It's easy to get the wrong impression about this "mirror thing". We're inclined to take the analogy literally rather than symbolically. We get no use out of it. We fail to apply what we see to reflect on how we're seeing them. We assume the mirror image means we're exactly the same as they appear to us.
When we see someone is ugly, that does not mean we're ugly too. It means we're using an ugly way of seeing them. We're not operating in a second loop where there are many ways to see what we see. It reflects on us that we would choose such an ugly approach to recognizing how they appear to us. We expect nothing to be revealed to us deeper than surface appearances. We reveal to others that we take things at face value where appearances are devoid of significance. Things don't symbolize anything to us. A fact is fact and there's no two ways about it.

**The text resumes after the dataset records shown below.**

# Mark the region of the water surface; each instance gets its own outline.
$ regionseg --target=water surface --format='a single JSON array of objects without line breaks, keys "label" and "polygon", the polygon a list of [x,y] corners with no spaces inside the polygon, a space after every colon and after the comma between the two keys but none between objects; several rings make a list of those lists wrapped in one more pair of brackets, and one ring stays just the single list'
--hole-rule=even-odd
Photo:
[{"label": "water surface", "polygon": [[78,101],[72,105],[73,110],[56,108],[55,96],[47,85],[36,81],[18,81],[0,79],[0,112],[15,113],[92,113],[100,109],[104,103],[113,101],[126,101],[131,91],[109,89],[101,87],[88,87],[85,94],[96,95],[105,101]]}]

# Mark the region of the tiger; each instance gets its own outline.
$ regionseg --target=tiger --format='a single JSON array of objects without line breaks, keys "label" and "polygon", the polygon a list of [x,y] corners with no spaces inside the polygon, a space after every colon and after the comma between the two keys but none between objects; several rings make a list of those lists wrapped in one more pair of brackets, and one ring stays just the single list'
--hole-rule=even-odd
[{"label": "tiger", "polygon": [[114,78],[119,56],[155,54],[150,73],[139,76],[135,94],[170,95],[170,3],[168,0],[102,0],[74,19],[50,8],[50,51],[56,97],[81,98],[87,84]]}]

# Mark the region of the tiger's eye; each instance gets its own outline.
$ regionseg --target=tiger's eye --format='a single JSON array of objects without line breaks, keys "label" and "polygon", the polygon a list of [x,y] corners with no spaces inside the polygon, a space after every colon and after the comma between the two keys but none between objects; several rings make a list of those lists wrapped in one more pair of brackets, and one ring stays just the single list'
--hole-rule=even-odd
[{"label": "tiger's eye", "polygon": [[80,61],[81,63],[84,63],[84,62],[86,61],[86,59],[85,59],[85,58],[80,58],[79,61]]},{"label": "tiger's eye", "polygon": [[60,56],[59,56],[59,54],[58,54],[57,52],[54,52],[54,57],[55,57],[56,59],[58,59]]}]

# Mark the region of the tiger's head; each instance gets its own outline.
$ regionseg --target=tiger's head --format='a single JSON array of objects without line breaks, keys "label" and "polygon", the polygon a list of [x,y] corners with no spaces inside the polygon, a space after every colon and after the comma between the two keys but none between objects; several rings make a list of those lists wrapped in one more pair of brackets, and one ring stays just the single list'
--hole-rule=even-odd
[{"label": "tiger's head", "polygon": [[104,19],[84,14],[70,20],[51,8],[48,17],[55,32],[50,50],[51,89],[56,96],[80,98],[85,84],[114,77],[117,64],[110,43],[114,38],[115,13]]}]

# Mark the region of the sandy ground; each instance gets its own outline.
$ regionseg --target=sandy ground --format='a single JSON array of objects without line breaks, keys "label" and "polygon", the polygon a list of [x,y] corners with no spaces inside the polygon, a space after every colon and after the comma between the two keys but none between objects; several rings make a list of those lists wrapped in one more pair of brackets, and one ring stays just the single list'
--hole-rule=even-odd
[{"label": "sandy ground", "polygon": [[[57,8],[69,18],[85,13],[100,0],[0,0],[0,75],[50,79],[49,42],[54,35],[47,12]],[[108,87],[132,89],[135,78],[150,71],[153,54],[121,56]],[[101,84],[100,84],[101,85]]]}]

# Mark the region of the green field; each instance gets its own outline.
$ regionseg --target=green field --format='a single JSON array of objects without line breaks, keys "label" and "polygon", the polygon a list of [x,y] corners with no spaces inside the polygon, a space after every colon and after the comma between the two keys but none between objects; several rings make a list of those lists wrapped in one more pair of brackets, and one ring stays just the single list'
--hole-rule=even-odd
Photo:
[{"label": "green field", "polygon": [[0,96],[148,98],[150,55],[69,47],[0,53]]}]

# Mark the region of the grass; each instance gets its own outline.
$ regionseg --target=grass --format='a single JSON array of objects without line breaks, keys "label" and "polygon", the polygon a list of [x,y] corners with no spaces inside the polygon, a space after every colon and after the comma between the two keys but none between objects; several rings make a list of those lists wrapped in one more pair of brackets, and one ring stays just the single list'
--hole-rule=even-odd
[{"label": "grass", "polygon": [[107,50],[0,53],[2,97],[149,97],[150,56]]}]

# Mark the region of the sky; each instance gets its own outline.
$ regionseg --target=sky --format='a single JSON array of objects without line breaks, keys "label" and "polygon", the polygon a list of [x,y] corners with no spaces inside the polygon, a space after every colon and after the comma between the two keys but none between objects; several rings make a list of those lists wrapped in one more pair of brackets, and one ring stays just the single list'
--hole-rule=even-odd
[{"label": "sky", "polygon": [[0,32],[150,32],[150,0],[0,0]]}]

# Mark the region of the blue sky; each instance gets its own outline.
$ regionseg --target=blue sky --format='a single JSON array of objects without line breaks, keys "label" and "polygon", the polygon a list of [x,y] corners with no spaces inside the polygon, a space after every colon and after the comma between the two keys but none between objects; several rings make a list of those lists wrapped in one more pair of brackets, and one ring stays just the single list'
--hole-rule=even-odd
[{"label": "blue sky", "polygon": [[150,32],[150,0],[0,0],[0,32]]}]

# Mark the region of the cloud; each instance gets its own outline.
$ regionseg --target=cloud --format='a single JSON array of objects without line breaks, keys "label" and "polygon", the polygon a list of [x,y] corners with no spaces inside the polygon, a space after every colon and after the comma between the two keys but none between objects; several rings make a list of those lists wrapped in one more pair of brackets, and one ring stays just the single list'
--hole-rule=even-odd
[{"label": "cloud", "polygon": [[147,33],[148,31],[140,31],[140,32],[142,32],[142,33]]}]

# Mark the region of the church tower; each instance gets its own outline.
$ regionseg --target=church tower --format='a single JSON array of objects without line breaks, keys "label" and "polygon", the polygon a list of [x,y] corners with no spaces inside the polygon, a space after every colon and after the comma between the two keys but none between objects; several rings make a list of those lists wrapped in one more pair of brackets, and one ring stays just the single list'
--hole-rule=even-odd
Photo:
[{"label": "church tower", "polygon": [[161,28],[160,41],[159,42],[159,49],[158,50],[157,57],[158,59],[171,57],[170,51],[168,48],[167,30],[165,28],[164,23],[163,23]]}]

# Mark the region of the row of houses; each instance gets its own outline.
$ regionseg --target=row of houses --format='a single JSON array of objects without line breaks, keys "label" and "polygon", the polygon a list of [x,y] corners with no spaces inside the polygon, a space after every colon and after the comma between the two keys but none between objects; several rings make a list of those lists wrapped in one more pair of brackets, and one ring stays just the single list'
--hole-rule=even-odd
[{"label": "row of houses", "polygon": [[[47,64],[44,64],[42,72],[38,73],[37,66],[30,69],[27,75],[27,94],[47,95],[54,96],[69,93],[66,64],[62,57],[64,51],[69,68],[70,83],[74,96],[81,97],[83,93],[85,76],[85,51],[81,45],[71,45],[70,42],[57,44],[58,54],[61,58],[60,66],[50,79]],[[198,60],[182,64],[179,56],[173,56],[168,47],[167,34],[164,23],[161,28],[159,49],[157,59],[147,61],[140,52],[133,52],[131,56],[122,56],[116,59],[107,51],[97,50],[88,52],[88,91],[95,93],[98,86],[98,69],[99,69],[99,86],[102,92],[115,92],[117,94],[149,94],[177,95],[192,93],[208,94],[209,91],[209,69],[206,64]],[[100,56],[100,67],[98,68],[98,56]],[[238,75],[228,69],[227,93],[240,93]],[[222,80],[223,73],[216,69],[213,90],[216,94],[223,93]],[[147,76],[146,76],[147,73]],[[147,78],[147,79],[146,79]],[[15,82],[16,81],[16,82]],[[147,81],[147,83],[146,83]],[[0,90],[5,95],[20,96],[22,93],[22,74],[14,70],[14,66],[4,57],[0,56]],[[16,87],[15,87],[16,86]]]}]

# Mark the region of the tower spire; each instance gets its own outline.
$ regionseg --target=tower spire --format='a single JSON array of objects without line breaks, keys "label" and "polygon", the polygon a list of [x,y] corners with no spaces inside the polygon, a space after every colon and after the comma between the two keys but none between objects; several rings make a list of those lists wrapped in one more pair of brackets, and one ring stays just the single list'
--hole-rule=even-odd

When we see students as lazy, that does not signify that we're lazy in the same way. It means we're too lazy to learn more about those "lazy" students. We don't have clue why they're acting lazy, how they get provoked, tempted or forced to lack ambition. We're taking a laid back approach to inquiring, investigating or rethinking what we're seeing. We not challenging ourselves to develop a loop where there are many different ways to see appearances.
When we get the impression that a student is unimpressive, we're operating under a mistaken impression. We're too easily impressed by initial impressions. How we get impressed by others is equally unimpressive. We don't change our impressions easily or upgrade the one's we formed early on. We give off the impression that we don't expect to make much of an impression on people. We have not reflected enough on our mistaken impressions to impress people with how we see them.